Control GPT
Team led by a Vrgineers C++ Developer (XR) and CTU CS student skilled in native C++, Python, Flutter, and RAG/ML prototyping.
Project Description
Control-AI Architect is an autonomous engineering agent that turns natural language into stabilized physics simulations. It solves the “Math-to-Code” bottleneck, allowing users to prototype complex dynamic systems in seconds without writing a single line of Python.
Here is the concrete user walkthrough. You start by typing a prompt like “Create an inverted pendulum on a moving cart” into the chat. The Agent immediately acts as a physicist: it derives the Equations of Motion (EOMs), generates the Python code, and calculates the system topology. You instantly see the result: a rendered Block Diagram of the system architecture and the raw LaTeX equations displayed on the screen.

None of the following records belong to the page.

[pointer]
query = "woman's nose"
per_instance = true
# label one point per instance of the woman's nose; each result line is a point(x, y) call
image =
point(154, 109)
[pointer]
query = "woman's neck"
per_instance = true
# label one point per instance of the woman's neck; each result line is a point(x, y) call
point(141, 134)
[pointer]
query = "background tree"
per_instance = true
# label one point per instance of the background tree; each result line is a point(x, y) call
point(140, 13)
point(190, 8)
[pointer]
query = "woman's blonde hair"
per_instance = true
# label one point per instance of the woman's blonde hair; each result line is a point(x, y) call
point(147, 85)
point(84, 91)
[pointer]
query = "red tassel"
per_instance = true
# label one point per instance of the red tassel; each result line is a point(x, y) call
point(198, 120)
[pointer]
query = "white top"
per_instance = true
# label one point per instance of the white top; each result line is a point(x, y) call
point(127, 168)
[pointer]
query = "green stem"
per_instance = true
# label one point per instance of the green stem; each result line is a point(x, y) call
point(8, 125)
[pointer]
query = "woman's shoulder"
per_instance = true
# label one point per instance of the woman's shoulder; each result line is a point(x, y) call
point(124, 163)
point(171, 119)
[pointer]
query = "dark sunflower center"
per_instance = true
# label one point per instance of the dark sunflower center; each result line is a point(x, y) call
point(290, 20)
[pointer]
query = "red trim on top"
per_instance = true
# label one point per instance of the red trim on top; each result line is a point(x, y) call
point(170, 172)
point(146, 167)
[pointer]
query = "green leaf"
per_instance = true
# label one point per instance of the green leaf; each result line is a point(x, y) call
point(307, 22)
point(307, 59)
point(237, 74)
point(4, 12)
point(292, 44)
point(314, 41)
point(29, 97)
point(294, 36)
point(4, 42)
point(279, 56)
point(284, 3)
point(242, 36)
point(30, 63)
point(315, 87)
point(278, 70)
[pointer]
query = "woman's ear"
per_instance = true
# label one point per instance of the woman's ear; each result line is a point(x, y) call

Next, you click “Run Simulation.” Because the generated model is physically accurate, the pendulum falls over—the system is unstable by nature. This is where the innovation shines. You click “Start Auto-Design Loop.” You watch as the Agent writes a control algorithm, runs a simulation in the background, and analyzes the mathematical error. If the pendulum falls, the Agent detects the failure, adjusts its own control logic (e.g., tuning the PID gains), and retries.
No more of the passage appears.